The worst of it is that I don't even know why. Or how. How have I gone from feeling smug about my savings to, well, the opposite: feeling the usual jaded resignation?
True, there have been a few unusual expenditures. A contribution towards a friend's Top Secret Surprise, the details of which I obviously can't disclose here. That lopped almost £100 off the books, and at very short notice too. And I was forced – honest, hands tied – into buying a new pair of black jeans, since I managed to score a giant gash down the sides of the ones I wear almost every day of the week. (On my boyfriend's suggestion, I tried simply to cover it up with black nail polish. The result covered less the rip in the jeans and more a good few inches of thigh.) But aside from these two instances, God only knows where my money went.
Perhaps to my head. Perhaps I was too smug, too triumphant. I've managed to save! I gloated. I'm having a Good Month! Ergo, instead of lentils and pasta from Tesco, I shall buy calamari from Marks & Spencer. Brie from Waitrose. Grilled salmon from Whole Foods. There was, without doubt, a fair bit of that.
The treating wasn't limited to food, either. After weeks of ordering only hot water in the canteen, I've found myself indulging in the old habit of getting expensive coffees – despite the herbal tea bags lingering at my desk.
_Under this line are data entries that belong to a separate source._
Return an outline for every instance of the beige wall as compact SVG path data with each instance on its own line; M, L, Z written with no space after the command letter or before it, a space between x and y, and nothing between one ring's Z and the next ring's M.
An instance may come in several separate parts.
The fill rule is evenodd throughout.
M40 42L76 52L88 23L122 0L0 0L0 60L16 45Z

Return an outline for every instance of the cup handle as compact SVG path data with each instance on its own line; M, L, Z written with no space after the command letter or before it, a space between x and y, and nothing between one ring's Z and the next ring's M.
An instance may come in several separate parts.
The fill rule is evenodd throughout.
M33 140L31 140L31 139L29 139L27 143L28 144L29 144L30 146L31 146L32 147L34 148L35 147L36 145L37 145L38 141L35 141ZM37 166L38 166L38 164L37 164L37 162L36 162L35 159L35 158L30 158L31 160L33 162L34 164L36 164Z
I've even, on more than one occasion, found myself straying into convenience stores and picking up the odd after-work treat. Vogue, Grazia, a bar of chocolate. None of which were part of the uber-frugal budget that got me – or, rather, my finances – in shape in the first place.
The result? The same bank balance I always have just before getting paid. And I don't like it one bit. Roll on mid-March.